[The Morgesons by Elizabeth Stoddard]@TWC D-Link book
The Morgesons

CHAPTER XVI
17/18

"And how will a gray hat with feathers look?
I must first write father, and ask for more money." "Of course; but he allows you all you want." "He is not so very rich; we do not live as handsomely as you do." It was tea-time when we had finished our confab, and Alice sent me to bed soon after.

I was comfortably drowsy when I heard Charles driving into the stable.

"There he is," I thought, with a light heart, for I felt better since I had spoken to Alice of him.

Her matter-of-fact air had blown away the cobwebs that had gathered across my fancy.
I saw him at the breakfast-table the next morning.

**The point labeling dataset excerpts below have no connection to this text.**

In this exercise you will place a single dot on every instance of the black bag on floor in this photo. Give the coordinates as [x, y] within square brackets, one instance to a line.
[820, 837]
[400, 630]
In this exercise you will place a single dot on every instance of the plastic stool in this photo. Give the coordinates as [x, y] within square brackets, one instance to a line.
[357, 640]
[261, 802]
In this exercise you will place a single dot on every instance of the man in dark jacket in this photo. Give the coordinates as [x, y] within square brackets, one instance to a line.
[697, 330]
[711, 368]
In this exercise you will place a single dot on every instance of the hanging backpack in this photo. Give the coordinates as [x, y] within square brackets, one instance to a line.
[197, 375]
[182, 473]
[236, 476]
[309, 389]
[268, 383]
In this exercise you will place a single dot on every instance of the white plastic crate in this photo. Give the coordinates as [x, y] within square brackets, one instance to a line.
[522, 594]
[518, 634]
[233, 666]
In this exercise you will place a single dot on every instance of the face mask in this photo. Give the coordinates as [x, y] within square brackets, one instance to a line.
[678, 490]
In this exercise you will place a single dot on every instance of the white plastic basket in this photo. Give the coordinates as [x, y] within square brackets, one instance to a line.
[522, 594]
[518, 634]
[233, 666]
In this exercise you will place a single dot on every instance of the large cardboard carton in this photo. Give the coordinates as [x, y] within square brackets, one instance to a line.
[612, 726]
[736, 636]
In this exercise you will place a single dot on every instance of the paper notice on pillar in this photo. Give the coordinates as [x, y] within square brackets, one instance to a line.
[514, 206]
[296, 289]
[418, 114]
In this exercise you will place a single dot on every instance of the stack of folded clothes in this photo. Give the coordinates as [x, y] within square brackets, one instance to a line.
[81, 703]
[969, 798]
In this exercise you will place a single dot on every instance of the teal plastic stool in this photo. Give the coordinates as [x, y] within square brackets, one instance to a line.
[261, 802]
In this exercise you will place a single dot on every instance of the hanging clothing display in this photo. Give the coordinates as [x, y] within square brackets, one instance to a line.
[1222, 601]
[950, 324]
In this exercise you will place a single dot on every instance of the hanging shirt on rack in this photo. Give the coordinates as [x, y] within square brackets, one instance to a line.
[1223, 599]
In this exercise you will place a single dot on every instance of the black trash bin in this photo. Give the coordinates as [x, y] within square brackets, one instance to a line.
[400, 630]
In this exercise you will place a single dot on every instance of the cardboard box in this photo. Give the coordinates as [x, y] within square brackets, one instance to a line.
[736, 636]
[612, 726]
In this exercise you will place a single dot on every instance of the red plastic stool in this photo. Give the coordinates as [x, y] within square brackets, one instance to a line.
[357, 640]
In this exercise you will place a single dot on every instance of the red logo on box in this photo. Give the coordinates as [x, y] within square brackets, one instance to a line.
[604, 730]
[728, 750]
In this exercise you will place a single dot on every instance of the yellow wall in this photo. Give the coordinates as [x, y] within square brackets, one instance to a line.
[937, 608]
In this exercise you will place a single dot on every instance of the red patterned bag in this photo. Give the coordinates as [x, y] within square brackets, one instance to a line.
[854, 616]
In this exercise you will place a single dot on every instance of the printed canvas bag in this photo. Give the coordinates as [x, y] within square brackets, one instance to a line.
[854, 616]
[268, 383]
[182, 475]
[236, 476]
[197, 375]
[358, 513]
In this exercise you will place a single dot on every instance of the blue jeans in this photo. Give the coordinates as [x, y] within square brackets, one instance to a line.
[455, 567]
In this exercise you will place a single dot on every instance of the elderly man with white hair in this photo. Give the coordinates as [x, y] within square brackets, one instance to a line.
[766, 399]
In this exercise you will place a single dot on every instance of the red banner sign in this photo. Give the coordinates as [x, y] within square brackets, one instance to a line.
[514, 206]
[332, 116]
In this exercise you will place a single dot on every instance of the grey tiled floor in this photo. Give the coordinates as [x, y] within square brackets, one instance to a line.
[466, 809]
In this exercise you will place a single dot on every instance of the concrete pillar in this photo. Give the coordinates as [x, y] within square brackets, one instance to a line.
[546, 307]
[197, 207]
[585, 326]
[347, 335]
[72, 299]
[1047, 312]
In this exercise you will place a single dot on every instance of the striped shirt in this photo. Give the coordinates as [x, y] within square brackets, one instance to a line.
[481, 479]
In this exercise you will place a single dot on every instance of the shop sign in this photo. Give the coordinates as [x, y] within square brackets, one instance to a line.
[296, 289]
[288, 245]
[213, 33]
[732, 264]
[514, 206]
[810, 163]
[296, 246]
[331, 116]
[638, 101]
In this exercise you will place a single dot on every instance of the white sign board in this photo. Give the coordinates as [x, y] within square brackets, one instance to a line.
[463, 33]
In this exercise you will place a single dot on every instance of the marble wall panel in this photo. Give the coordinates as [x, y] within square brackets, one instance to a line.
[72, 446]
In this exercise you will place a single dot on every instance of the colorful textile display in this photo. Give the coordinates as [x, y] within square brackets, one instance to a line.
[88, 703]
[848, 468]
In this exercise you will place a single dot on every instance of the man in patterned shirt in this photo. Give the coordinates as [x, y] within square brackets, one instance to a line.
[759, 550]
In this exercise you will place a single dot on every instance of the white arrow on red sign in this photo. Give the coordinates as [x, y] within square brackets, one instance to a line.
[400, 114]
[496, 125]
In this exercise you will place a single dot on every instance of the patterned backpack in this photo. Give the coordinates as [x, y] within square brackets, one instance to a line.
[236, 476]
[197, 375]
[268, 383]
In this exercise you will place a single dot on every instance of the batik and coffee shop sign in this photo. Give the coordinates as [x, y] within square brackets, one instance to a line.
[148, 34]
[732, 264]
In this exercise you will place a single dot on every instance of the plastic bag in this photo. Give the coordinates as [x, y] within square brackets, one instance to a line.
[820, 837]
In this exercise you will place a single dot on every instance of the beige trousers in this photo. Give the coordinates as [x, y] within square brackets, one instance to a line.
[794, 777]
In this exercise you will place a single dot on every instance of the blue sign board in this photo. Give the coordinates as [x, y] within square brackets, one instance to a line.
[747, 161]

He was noting something in his memorandum book, which excused him from offering me his hand; but he spoke kindly, said he was glad to see me, hoped I was well, and could find a breakfast that I liked.
"For some reason or other, I do not eat so much as I did in Surrey." Alice laughed, and I blushed.
"What do you think, Charles ?" she said, "Cassandra seems worried by the influence, as she calls it, you have upon each other." "Does she ?" He raised his strange, intense eyes to mine; a blinding, intelligent light flowed from them which I could not defy, nor resist, a light which filled my veins with a torrent of fire.
"You think Cassandra is not like you," he continued with a curious intonation.
"I told her that your oddities never troubled me." "That is right." "To-day," I muttered, "Alice, I shall go back to school." "You must ride," she answered.
"Jesse will drive you up," said Charles, rising.